In the callback loop, you can then retrieve your id from the Lucene document id by doing indexSearcher.doc(docID) which returns a Document from which you can simply extract your previously stored id.
This works fine, but is relatively expensive. Indeed, Lucene is very good at caching the index in memory but the problem is since the document is not part of the cache, then it requires a disk access. Depending on how many documents are matching the query it can have some serious implication on the performance.

When I mentioned that you cannot rely on the Lucene id because it changes, it is true. Nonetheless, while the index searcher is opened and until you close it, this id will not change. We can use this property to add some caching which will improve the performances quite a bit. The idea is that when you open the searcher, you simply 'read' and cache all your ids in memory (and you discard the cache when you close it):

String[] myCache = FieldCache.DEFAULT.getStrings(searcher, "ID");
// each entry in the cache is simply the doc id from Lucene!

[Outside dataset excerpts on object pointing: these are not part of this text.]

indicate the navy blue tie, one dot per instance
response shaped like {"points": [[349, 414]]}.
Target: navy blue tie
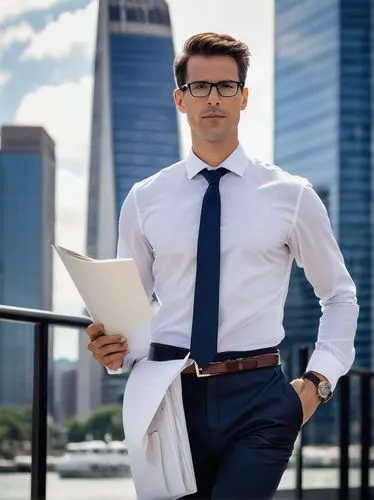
{"points": [[206, 302]]}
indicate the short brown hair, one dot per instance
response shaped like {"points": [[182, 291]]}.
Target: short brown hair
{"points": [[211, 44]]}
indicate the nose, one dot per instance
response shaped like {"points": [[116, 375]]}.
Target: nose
{"points": [[214, 98]]}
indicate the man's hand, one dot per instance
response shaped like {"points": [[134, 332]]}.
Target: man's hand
{"points": [[108, 350], [307, 393]]}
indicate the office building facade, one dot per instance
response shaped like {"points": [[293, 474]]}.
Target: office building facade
{"points": [[323, 131], [134, 122], [27, 221]]}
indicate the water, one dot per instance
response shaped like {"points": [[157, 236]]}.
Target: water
{"points": [[16, 486]]}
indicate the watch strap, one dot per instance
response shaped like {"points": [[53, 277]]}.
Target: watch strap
{"points": [[312, 377]]}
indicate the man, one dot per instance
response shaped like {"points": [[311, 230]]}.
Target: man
{"points": [[214, 237]]}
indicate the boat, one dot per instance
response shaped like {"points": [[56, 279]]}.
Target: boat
{"points": [[94, 459]]}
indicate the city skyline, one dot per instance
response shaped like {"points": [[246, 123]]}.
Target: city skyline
{"points": [[46, 61]]}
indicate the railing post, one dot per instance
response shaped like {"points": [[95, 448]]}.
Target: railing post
{"points": [[344, 438], [303, 362], [365, 435], [39, 415]]}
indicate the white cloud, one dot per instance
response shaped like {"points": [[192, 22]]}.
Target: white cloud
{"points": [[20, 33], [4, 77], [11, 9], [65, 112], [69, 31]]}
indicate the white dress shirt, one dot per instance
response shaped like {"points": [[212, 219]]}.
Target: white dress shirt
{"points": [[268, 218]]}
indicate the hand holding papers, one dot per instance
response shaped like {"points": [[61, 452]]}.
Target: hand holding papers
{"points": [[153, 418], [113, 294]]}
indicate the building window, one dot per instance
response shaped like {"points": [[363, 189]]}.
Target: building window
{"points": [[156, 16], [114, 13], [136, 15]]}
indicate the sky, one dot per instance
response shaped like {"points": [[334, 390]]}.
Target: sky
{"points": [[46, 61]]}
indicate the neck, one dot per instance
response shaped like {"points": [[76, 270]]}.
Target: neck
{"points": [[214, 153]]}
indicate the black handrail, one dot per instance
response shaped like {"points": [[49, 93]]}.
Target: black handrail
{"points": [[43, 319]]}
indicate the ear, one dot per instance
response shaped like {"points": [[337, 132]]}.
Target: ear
{"points": [[245, 95], [179, 100]]}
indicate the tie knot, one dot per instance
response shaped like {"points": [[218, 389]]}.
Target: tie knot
{"points": [[214, 176]]}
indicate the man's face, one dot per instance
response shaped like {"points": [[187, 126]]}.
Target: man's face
{"points": [[214, 118]]}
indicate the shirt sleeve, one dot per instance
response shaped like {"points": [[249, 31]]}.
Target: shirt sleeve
{"points": [[315, 249], [132, 243]]}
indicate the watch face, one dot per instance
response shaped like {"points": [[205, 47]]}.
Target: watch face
{"points": [[324, 389]]}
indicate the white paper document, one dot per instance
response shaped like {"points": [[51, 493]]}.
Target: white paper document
{"points": [[113, 294], [153, 413]]}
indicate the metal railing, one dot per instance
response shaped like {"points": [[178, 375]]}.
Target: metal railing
{"points": [[43, 319]]}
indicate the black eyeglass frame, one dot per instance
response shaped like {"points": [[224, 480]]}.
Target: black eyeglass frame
{"points": [[187, 86]]}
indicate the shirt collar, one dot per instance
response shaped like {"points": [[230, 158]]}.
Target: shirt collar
{"points": [[237, 163]]}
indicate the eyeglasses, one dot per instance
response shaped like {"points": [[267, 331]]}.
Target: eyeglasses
{"points": [[226, 88]]}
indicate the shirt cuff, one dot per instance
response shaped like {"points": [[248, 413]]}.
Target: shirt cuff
{"points": [[127, 364], [327, 365]]}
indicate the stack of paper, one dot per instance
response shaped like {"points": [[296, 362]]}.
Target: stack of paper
{"points": [[153, 414], [113, 294]]}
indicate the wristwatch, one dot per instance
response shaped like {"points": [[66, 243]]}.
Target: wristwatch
{"points": [[324, 391]]}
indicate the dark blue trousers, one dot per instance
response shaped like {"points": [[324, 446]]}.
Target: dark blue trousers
{"points": [[242, 428]]}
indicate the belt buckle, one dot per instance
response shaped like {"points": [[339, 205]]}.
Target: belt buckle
{"points": [[199, 373]]}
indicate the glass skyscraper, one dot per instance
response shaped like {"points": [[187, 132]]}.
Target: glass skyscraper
{"points": [[134, 124], [27, 221], [323, 130]]}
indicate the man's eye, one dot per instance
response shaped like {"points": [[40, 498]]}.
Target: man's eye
{"points": [[201, 85]]}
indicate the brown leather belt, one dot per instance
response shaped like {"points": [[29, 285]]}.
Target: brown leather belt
{"points": [[234, 365]]}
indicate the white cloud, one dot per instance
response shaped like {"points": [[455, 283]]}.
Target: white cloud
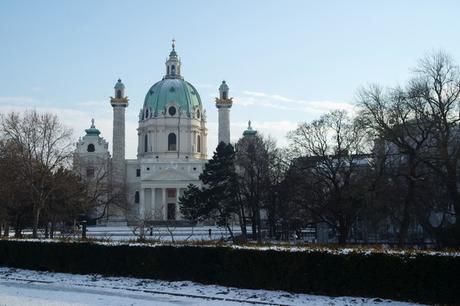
{"points": [[80, 119], [260, 99], [17, 99]]}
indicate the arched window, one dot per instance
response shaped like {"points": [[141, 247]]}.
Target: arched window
{"points": [[172, 142], [89, 172]]}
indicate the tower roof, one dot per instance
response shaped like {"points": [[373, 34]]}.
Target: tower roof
{"points": [[119, 85], [249, 131], [92, 131], [223, 86]]}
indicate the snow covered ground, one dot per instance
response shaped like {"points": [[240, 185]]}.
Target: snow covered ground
{"points": [[26, 287]]}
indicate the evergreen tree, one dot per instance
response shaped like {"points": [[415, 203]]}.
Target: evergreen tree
{"points": [[192, 204], [218, 198]]}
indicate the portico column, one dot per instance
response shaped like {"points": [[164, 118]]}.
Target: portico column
{"points": [[165, 217], [178, 216], [142, 204], [153, 203]]}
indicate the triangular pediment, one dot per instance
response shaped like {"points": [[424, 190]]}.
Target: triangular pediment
{"points": [[170, 174]]}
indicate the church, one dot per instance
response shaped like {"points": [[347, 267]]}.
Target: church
{"points": [[171, 151]]}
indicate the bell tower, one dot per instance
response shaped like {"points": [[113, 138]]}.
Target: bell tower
{"points": [[119, 104], [223, 104]]}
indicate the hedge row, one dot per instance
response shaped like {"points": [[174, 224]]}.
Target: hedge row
{"points": [[420, 278]]}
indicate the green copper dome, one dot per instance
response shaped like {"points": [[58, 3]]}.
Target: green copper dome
{"points": [[172, 91]]}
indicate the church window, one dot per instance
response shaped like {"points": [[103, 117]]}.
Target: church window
{"points": [[89, 172], [171, 211], [172, 142], [171, 192]]}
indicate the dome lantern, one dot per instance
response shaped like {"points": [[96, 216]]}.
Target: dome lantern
{"points": [[173, 64]]}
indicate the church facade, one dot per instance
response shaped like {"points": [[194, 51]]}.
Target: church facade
{"points": [[171, 151]]}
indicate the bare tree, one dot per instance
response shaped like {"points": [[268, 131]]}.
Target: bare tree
{"points": [[331, 162], [45, 146]]}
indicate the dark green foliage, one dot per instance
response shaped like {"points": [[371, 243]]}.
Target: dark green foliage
{"points": [[420, 278], [218, 197], [193, 205]]}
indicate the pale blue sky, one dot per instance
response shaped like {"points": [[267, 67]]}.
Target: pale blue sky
{"points": [[285, 61]]}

To make things nicer, I hid all of this under some apis and created my own wrapper:

// a hit collector with userData
public interface LuceneHitCollector<T> {
  void collect(int doc, float score, T userData);
}

// wraps a lucene searcher to use the new hit collector
public class LuceneIndexSearcherImpl<T> implements LuceneIndexSearcher<T>
{
  private final IndexSearcher _indexSearcher;
  private final T[] _userData;

  public LuceneIndexSearcherImpl(IndexSearcher indexSearcher, T[] userData) {
    _indexSearcher = indexSearcher;
    _userData = userData;
  }

  public LuceneHitCollector<T> search(Query query, final LuceneHitCollector<T> collector)
    throws IOException {
    _indexSearcher.search(query, new HitCollector() {
      public void collect(int doc, float score) {
        collector.collect(doc, score, _userData[doc]);
      }});
    return collector;
  }
}

The performance improvements are quite dramatic: a query that used to take around 350ms is now taking about 14ms! Pretty nice. Of course this will work well if you open your searcher and keep it open for several queries which is the case of my application. This technique requires some extra memory but if you can afford it, it is totally worth it.

Note that the api I created is using generics: I wanted to be able to use the payload feature if I need later on to store more than the id. For example if I wanted to store an id and a timestamp, I could create a small serializable object and store it (serialized) as a byte array in the payload of the field. When I open the searcher I could read all the payloads and deserialize them in an array of the correct object type (instead of an array of Strings like in the example). To create an array of the proper size you can simply use the searcher.maxDoc() api. The code to use the payload feature is a little cumbersome/complicated and would require too much code to demonstrate in this blog.

This post is presenting one solution to improve the performances of a Lucene search but there are many other techniques. It definitely works if you have a little extra memory to spare. I wanted to thank the LinkedIn search team for the inspiration!